Hi, I am working on a script to create a YAXArrays dataset from an HDF5 file. The idea is to iterate over the datasets in a selected group and combine them into a single dataset.
The first issue I encountered is the inability to lazily load the data. I couldn’t find any documentation on this, so I am currently loading all the data into memory.
The second issue is that I am unable to convert the dictionary of YAXArrays I created into a Dataset.
Please see the code below. I would greatly appreciate any help with these issues.
using HDF5
using YAXArrays
# Function to infer dimensions and create YAXArray
function create_yaxarray(group_path, var_name, dataset)
# Infer dimension names from attributes
all_attrs = Dict(attrs(dataset)) # Assumes "DimensionNames" attribute exists
if haskey(all_attrs, "DimensionNames")
dim_names = all_attrs["DimensionNames"]
end
if dim_names === missing
println("Warning: No dimensions attribute for $var_name, using default.")
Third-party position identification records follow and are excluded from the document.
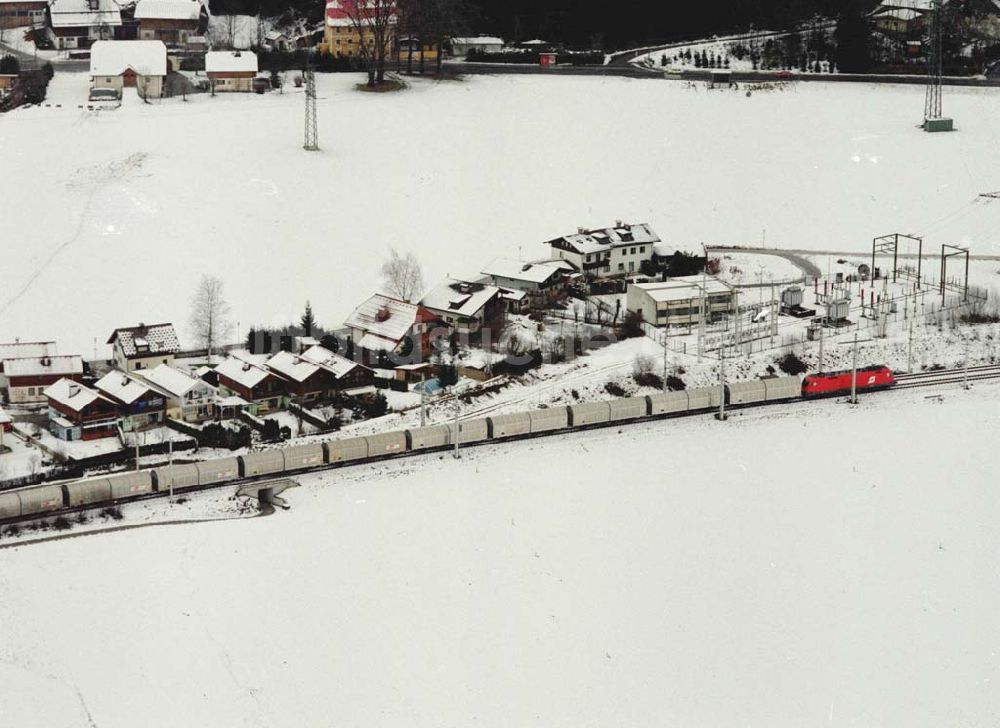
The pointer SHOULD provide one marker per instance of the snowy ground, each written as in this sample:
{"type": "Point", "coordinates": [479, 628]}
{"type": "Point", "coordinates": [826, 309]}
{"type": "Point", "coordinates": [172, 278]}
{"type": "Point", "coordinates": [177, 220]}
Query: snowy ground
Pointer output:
{"type": "Point", "coordinates": [150, 196]}
{"type": "Point", "coordinates": [640, 577]}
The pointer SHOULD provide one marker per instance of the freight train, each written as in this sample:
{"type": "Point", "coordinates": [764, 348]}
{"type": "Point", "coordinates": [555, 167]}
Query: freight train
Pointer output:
{"type": "Point", "coordinates": [46, 499]}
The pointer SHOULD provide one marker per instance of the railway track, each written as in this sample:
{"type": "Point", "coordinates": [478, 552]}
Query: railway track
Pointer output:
{"type": "Point", "coordinates": [904, 381]}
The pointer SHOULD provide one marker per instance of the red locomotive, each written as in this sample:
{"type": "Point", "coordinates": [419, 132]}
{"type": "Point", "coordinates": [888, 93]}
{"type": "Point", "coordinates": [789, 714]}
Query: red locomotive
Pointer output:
{"type": "Point", "coordinates": [831, 384]}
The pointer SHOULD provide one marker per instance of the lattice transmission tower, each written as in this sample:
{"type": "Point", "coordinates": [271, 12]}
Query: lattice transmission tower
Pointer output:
{"type": "Point", "coordinates": [934, 119]}
{"type": "Point", "coordinates": [311, 143]}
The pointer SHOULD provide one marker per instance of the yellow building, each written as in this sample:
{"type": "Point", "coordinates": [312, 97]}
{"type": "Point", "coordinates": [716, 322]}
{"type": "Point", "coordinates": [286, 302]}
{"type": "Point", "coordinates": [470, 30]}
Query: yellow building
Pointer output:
{"type": "Point", "coordinates": [342, 37]}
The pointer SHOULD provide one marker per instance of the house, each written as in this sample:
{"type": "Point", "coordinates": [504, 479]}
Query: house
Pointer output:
{"type": "Point", "coordinates": [901, 22]}
{"type": "Point", "coordinates": [27, 378]}
{"type": "Point", "coordinates": [121, 64]}
{"type": "Point", "coordinates": [468, 308]}
{"type": "Point", "coordinates": [278, 41]}
{"type": "Point", "coordinates": [316, 373]}
{"type": "Point", "coordinates": [139, 404]}
{"type": "Point", "coordinates": [261, 389]}
{"type": "Point", "coordinates": [343, 36]}
{"type": "Point", "coordinates": [189, 399]}
{"type": "Point", "coordinates": [231, 70]}
{"type": "Point", "coordinates": [534, 278]}
{"type": "Point", "coordinates": [23, 350]}
{"type": "Point", "coordinates": [144, 347]}
{"type": "Point", "coordinates": [79, 23]}
{"type": "Point", "coordinates": [170, 21]}
{"type": "Point", "coordinates": [384, 324]}
{"type": "Point", "coordinates": [412, 51]}
{"type": "Point", "coordinates": [479, 44]}
{"type": "Point", "coordinates": [619, 250]}
{"type": "Point", "coordinates": [77, 412]}
{"type": "Point", "coordinates": [22, 13]}
{"type": "Point", "coordinates": [679, 301]}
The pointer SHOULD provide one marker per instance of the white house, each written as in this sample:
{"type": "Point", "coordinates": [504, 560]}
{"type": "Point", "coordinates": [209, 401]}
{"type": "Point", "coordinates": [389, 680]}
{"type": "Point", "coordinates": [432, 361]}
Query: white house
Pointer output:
{"type": "Point", "coordinates": [479, 43]}
{"type": "Point", "coordinates": [144, 347]}
{"type": "Point", "coordinates": [120, 64]}
{"type": "Point", "coordinates": [529, 277]}
{"type": "Point", "coordinates": [619, 250]}
{"type": "Point", "coordinates": [79, 23]}
{"type": "Point", "coordinates": [189, 398]}
{"type": "Point", "coordinates": [231, 70]}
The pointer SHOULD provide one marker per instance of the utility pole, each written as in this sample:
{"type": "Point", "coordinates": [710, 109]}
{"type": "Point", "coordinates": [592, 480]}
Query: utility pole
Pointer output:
{"type": "Point", "coordinates": [170, 465]}
{"type": "Point", "coordinates": [311, 143]}
{"type": "Point", "coordinates": [854, 372]}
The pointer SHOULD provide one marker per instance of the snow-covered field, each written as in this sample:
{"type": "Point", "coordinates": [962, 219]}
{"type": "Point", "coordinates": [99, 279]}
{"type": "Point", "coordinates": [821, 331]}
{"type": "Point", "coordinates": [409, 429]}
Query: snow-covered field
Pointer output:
{"type": "Point", "coordinates": [781, 569]}
{"type": "Point", "coordinates": [109, 218]}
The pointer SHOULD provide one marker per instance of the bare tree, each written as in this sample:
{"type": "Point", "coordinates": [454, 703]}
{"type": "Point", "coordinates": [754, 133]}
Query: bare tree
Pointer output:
{"type": "Point", "coordinates": [402, 276]}
{"type": "Point", "coordinates": [374, 21]}
{"type": "Point", "coordinates": [209, 321]}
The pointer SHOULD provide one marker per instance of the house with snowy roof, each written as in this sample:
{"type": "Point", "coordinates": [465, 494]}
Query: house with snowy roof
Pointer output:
{"type": "Point", "coordinates": [27, 377]}
{"type": "Point", "coordinates": [231, 70]}
{"type": "Point", "coordinates": [170, 21]}
{"type": "Point", "coordinates": [614, 251]}
{"type": "Point", "coordinates": [383, 324]}
{"type": "Point", "coordinates": [316, 373]}
{"type": "Point", "coordinates": [529, 277]}
{"type": "Point", "coordinates": [479, 44]}
{"type": "Point", "coordinates": [144, 347]}
{"type": "Point", "coordinates": [80, 23]}
{"type": "Point", "coordinates": [262, 389]}
{"type": "Point", "coordinates": [139, 404]}
{"type": "Point", "coordinates": [188, 398]}
{"type": "Point", "coordinates": [121, 64]}
{"type": "Point", "coordinates": [21, 13]}
{"type": "Point", "coordinates": [77, 412]}
{"type": "Point", "coordinates": [466, 307]}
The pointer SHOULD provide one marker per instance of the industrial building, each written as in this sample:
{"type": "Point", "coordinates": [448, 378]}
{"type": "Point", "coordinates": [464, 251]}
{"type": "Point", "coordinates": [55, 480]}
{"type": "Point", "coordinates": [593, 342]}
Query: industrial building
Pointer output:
{"type": "Point", "coordinates": [679, 301]}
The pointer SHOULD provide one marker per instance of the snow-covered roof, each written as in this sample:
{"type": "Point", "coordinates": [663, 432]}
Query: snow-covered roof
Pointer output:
{"type": "Point", "coordinates": [170, 379]}
{"type": "Point", "coordinates": [21, 349]}
{"type": "Point", "coordinates": [387, 318]}
{"type": "Point", "coordinates": [168, 10]}
{"type": "Point", "coordinates": [338, 16]}
{"type": "Point", "coordinates": [459, 297]}
{"type": "Point", "coordinates": [78, 13]}
{"type": "Point", "coordinates": [243, 372]}
{"type": "Point", "coordinates": [518, 270]}
{"type": "Point", "coordinates": [74, 395]}
{"type": "Point", "coordinates": [160, 338]}
{"type": "Point", "coordinates": [596, 241]}
{"type": "Point", "coordinates": [114, 57]}
{"type": "Point", "coordinates": [478, 40]}
{"type": "Point", "coordinates": [682, 288]}
{"type": "Point", "coordinates": [337, 365]}
{"type": "Point", "coordinates": [292, 366]}
{"type": "Point", "coordinates": [37, 366]}
{"type": "Point", "coordinates": [230, 62]}
{"type": "Point", "coordinates": [122, 387]}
dim_names = ["dim_$i" for i in 1:ndims(dataset)] # Default dimension names
else
dim_names = split(dim_names, ",") # Split comma-separated dimensions
end
# Create YAXArray
axlist = Tuple(
Dim{Symbol(dim_name)}(collect(1:size(dataset)[dim_i]))
for (dim_i,dim_name) in enumerate(dim_names))
data = read(dataset)
all_attrs["name"] = var_name # Name of the variable
all_attrs["source"] = group_path # Source group path
return YAXArray(
axlist, # Dimension names as a NamedTuple
data, # The dataset (either lazy or fully loaded)
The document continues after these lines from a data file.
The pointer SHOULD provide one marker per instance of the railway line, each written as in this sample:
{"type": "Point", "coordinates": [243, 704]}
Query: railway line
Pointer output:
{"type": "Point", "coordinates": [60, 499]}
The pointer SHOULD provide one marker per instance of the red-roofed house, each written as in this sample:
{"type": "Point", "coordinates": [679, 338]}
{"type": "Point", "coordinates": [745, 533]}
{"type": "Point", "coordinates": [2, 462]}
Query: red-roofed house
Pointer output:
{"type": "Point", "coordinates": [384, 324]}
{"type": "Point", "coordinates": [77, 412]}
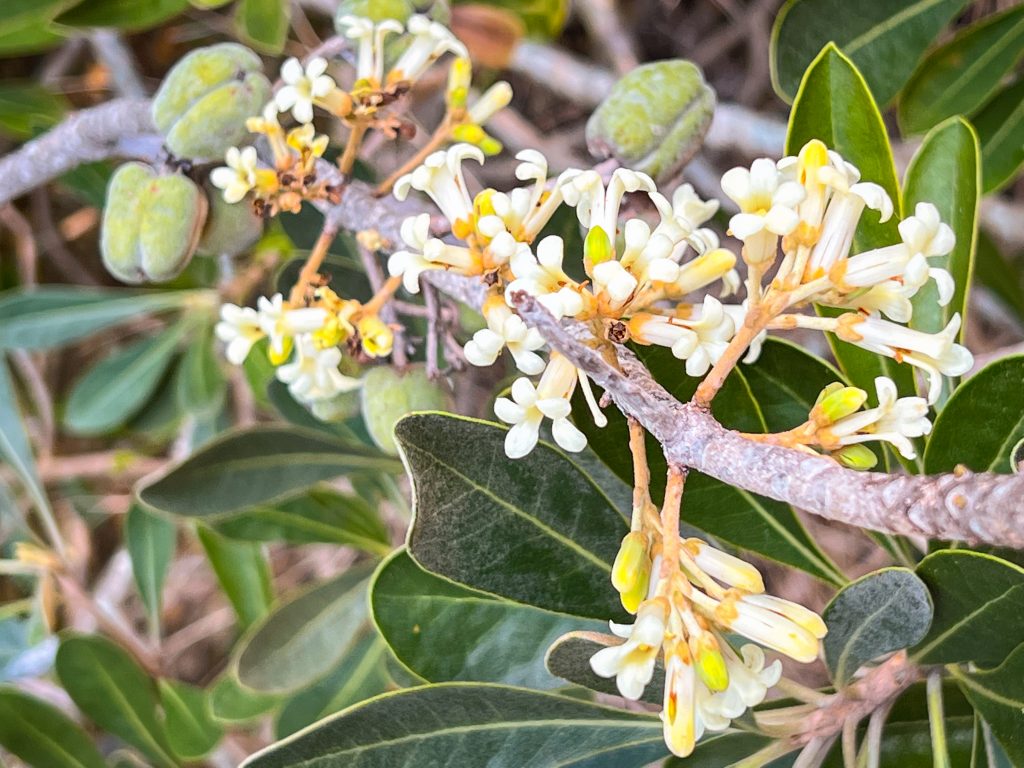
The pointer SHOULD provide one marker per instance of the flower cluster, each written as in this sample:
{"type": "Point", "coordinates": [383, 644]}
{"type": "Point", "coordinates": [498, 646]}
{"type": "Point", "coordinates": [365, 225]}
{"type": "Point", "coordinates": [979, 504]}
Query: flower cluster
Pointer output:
{"type": "Point", "coordinates": [307, 344]}
{"type": "Point", "coordinates": [683, 617]}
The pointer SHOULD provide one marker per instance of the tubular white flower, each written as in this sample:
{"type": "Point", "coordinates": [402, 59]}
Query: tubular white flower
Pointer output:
{"type": "Point", "coordinates": [441, 178]}
{"type": "Point", "coordinates": [430, 41]}
{"type": "Point", "coordinates": [239, 329]}
{"type": "Point", "coordinates": [303, 87]}
{"type": "Point", "coordinates": [895, 420]}
{"type": "Point", "coordinates": [632, 663]}
{"type": "Point", "coordinates": [281, 323]}
{"type": "Point", "coordinates": [937, 354]}
{"type": "Point", "coordinates": [239, 176]}
{"type": "Point", "coordinates": [505, 329]}
{"type": "Point", "coordinates": [313, 375]}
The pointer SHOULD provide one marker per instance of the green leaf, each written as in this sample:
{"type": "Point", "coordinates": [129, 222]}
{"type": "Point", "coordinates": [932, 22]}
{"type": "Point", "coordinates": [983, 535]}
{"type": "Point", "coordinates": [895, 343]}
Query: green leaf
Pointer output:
{"type": "Point", "coordinates": [28, 108]}
{"type": "Point", "coordinates": [318, 515]}
{"type": "Point", "coordinates": [729, 514]}
{"type": "Point", "coordinates": [52, 316]}
{"type": "Point", "coordinates": [880, 612]}
{"type": "Point", "coordinates": [536, 530]}
{"type": "Point", "coordinates": [303, 639]}
{"type": "Point", "coordinates": [471, 725]}
{"type": "Point", "coordinates": [568, 658]}
{"type": "Point", "coordinates": [361, 674]}
{"type": "Point", "coordinates": [151, 541]}
{"type": "Point", "coordinates": [255, 466]}
{"type": "Point", "coordinates": [263, 24]}
{"type": "Point", "coordinates": [231, 704]}
{"type": "Point", "coordinates": [243, 572]}
{"type": "Point", "coordinates": [200, 380]}
{"type": "Point", "coordinates": [978, 602]}
{"type": "Point", "coordinates": [961, 76]}
{"type": "Point", "coordinates": [444, 632]}
{"type": "Point", "coordinates": [998, 274]}
{"type": "Point", "coordinates": [131, 16]}
{"type": "Point", "coordinates": [119, 386]}
{"type": "Point", "coordinates": [1000, 130]}
{"type": "Point", "coordinates": [42, 735]}
{"type": "Point", "coordinates": [981, 422]}
{"type": "Point", "coordinates": [945, 171]}
{"type": "Point", "coordinates": [835, 104]}
{"type": "Point", "coordinates": [884, 39]}
{"type": "Point", "coordinates": [192, 731]}
{"type": "Point", "coordinates": [107, 684]}
{"type": "Point", "coordinates": [1004, 683]}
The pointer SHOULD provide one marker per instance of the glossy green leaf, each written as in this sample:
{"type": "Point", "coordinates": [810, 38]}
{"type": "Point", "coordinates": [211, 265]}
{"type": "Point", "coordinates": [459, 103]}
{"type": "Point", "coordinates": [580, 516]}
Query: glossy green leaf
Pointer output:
{"type": "Point", "coordinates": [978, 602]}
{"type": "Point", "coordinates": [129, 16]}
{"type": "Point", "coordinates": [304, 638]}
{"type": "Point", "coordinates": [119, 386]}
{"type": "Point", "coordinates": [150, 540]}
{"type": "Point", "coordinates": [958, 77]}
{"type": "Point", "coordinates": [43, 736]}
{"type": "Point", "coordinates": [737, 517]}
{"type": "Point", "coordinates": [444, 632]}
{"type": "Point", "coordinates": [322, 514]}
{"type": "Point", "coordinates": [232, 705]}
{"type": "Point", "coordinates": [28, 108]}
{"type": "Point", "coordinates": [200, 380]}
{"type": "Point", "coordinates": [1004, 683]}
{"type": "Point", "coordinates": [879, 613]}
{"type": "Point", "coordinates": [981, 422]}
{"type": "Point", "coordinates": [945, 171]}
{"type": "Point", "coordinates": [243, 572]}
{"type": "Point", "coordinates": [551, 534]}
{"type": "Point", "coordinates": [1000, 130]}
{"type": "Point", "coordinates": [192, 731]}
{"type": "Point", "coordinates": [884, 39]}
{"type": "Point", "coordinates": [471, 725]}
{"type": "Point", "coordinates": [263, 24]}
{"type": "Point", "coordinates": [107, 684]}
{"type": "Point", "coordinates": [255, 466]}
{"type": "Point", "coordinates": [568, 658]}
{"type": "Point", "coordinates": [52, 316]}
{"type": "Point", "coordinates": [361, 675]}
Dict(all_attrs) # Source group path
)
end
function load_dataset(filename::String, group::String = "/ScienceData/Geo")
# Open the HDF5 file
fid = h5open(filename, "r")
datasets = Dict{Symbol, YAXArray}()
try
# Iterate over Geo group
for var_name in keys(fid[group])
var_path = joinpath(group, var_name)
dataset = fid[var_path]
datasets[Symbol(var_name)] = create_yaxarray(group, var_name, dataset)
end
finally
close(fid) # Ensure the file is closed
end
return datasets
end
when I execute the code it creates a dictionary of YAXArrays as expected. However when I try to convert this dictionary into a dataset
data_dict = load_dataset(filename, "/ScienceData/Geo")
ds = Dataset(;properties = Dict{String,Any}(), data_dict)
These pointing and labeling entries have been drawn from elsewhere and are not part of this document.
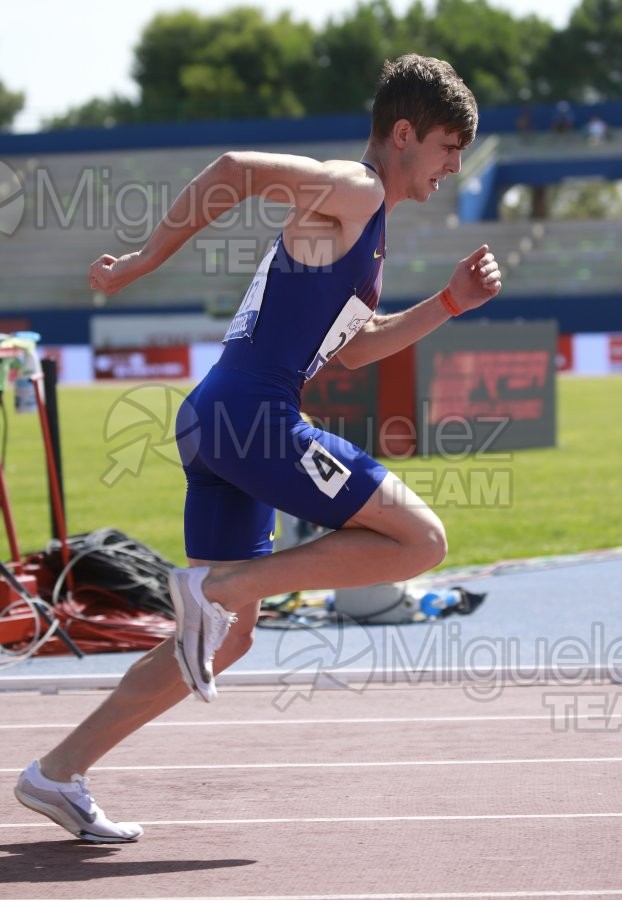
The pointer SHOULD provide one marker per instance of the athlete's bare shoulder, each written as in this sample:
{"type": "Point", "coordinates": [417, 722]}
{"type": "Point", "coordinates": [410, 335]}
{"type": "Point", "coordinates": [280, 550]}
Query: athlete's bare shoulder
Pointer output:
{"type": "Point", "coordinates": [337, 189]}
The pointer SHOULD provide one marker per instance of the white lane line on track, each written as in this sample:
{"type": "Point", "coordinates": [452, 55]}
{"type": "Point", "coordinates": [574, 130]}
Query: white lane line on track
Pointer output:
{"type": "Point", "coordinates": [477, 895]}
{"type": "Point", "coordinates": [379, 721]}
{"type": "Point", "coordinates": [351, 765]}
{"type": "Point", "coordinates": [352, 820]}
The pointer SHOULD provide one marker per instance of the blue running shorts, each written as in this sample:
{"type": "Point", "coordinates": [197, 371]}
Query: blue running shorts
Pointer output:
{"type": "Point", "coordinates": [246, 451]}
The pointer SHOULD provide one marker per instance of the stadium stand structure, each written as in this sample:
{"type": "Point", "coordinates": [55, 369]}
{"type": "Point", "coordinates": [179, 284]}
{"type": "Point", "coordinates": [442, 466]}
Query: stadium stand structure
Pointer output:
{"type": "Point", "coordinates": [81, 204]}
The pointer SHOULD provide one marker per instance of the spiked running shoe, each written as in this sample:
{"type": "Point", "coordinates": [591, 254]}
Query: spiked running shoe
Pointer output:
{"type": "Point", "coordinates": [202, 626]}
{"type": "Point", "coordinates": [69, 804]}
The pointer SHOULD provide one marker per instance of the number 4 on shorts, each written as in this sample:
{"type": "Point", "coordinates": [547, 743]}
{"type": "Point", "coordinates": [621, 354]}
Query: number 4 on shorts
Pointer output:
{"type": "Point", "coordinates": [328, 473]}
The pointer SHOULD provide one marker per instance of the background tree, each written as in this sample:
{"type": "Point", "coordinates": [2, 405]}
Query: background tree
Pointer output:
{"type": "Point", "coordinates": [241, 64]}
{"type": "Point", "coordinates": [584, 61]}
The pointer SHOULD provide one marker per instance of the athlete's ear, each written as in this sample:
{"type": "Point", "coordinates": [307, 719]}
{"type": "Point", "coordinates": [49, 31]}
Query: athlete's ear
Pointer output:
{"type": "Point", "coordinates": [401, 133]}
I get the following error message:
ERROR: MethodError: no method matching iterate(::Nothing)
Closest candidates are:
iterate(::LibGit2.GitConfigIter)
@ LibGit2 /cm/shared/apps/julia/1.10.6/share/julia/stdlib/v1.10/LibGit2/src/config.jl:225
iterate(::LibGit2.GitConfigIter, ::Any)
@ LibGit2 /cm/shared/apps/julia/1.10.6/share/julia/stdlib/v1.10/LibGit2/src/config.jl:225
iterate(::LaTeXStrings.LaTeXString, ::Int64)
@ LaTeXStrings ~/.julia/packages/LaTeXStrings/6NrIG/src/LaTeXStrings.jl:108
…Stacktrace:
[1] foreach(f::YAXArrays.Datasets.var"#3#6", itr::Nothing)
@ Base ./abstractarray.jl:3098
[2] (::YAXArrays.Datasets.var"#2#5")(c::Dict{Symbol, YAXArray})
@ YAXArrays.Datasets ~/.julia/packages/YAXArrays/ppMtD/src/DatasetAPI/Datasets.jl:37
[3] foreach(f::YAXArrays.Datasets.var"#2#5", itr::@NamedTuple{data_dict::Dict{Symbol, YAXArray}})
@ Base ./abstractarray.jl:3098
[4] Dataset(; properties::Dict{String, Any}, cubes::@Kwargs{data_dict::Dict{Symbol, YAXArray}})
@ YAXArrays.Datasets ~/.julia/packages/YAXArrays/ppMtD/src/DatasetAPI/Datasets.jl:35
[5] top-level scope
@ REPL[33]:1
I would appreciate any help on these two issues.